The NET clinic at Sunnybrook sees most of the people in Ontario who have this cancer. Such a high volume of patients provides an opportunity to do groundbreaking clinical trials. Singh led the gastrointestinal portion of the RADIANT-4 trial, a global Phase 3 study of the safety and efficacy of the drug everolimus in treating advanced NETs in the lung or gastrointestinal tract (for more on this see p. 30). Researchers found treatment with everolimus was associated with a 52% reduced risk of disease progression or death compared to placebo, astonishing results that led to regulatory approval of the drug in the U.S. “I don’t think [the trial’s organizers] expected our centre to be anywhere near the powerhouse of a recruiter it was. For this particular trial of a relatively rare disease, they actually stopped Simron because he was recruiting too fast, and they couldn’t believe it,” says Law, smiling.
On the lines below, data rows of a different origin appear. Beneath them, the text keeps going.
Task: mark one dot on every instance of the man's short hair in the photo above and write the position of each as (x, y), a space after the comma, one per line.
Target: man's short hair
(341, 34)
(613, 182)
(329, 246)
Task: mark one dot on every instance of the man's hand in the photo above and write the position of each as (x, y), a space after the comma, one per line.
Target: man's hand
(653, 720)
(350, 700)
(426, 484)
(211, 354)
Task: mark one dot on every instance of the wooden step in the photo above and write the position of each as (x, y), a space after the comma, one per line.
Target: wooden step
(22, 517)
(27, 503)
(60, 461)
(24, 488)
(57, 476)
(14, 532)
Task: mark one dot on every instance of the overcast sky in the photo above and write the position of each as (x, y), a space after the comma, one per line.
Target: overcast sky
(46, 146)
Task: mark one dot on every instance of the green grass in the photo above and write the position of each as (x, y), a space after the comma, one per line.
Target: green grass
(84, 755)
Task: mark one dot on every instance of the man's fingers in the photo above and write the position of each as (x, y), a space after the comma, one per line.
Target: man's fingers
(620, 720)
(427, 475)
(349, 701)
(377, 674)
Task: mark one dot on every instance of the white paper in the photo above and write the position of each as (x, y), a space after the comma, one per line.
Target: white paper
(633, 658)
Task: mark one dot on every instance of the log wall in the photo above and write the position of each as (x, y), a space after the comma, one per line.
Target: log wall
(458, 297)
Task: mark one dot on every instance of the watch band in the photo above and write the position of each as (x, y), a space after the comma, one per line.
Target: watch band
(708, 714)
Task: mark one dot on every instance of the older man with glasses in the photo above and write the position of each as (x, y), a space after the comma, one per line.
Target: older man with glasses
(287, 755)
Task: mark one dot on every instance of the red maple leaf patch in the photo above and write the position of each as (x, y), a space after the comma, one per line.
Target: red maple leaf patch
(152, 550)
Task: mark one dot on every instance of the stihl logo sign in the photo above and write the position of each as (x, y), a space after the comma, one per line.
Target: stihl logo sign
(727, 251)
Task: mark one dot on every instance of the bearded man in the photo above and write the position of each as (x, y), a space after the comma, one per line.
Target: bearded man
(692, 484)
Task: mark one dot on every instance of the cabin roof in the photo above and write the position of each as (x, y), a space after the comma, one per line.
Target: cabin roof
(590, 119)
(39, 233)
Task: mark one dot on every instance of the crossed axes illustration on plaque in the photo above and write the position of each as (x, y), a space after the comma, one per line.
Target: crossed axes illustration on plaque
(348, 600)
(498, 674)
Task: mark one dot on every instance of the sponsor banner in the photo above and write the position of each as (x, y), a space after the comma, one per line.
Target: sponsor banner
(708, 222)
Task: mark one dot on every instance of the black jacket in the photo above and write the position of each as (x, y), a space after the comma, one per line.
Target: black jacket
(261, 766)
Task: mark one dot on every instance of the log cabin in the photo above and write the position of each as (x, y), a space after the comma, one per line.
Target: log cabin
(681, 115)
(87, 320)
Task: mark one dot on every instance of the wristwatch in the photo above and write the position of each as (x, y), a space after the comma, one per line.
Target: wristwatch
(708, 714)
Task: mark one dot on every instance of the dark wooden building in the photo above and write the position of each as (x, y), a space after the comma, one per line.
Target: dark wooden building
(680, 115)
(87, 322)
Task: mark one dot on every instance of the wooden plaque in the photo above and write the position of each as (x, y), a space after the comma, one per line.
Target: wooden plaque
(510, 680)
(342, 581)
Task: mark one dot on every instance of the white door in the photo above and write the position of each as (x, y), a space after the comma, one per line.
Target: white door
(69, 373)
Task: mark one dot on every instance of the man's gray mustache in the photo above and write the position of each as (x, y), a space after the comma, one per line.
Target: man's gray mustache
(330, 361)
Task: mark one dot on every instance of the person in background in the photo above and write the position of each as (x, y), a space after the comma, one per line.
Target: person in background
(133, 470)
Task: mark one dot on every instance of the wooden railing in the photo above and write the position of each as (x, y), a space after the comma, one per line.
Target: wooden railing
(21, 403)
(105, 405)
Singh says the next step is to study the cost of NETs treatment, research that is challenging to do because of, well, costs. Funding for research into NETs is hard to get because it is less common, says Hallet. With incidence of the disease rising worldwide, however—in the U.S., it has increased nearly fivefold since 1974—we can’t afford to ignore it.

Coburn’s research was supported by the Canadian Cancer Society Research Institute, Canadian Institutes of Health Research and the Ontario Ministry of Health and Long-Term Care. She holds the Sherif and MaryLou Hanna Chair in Surgical Oncology Research. Hallet and Singh’s research was supported by the Ontario Institute for Cancer Research.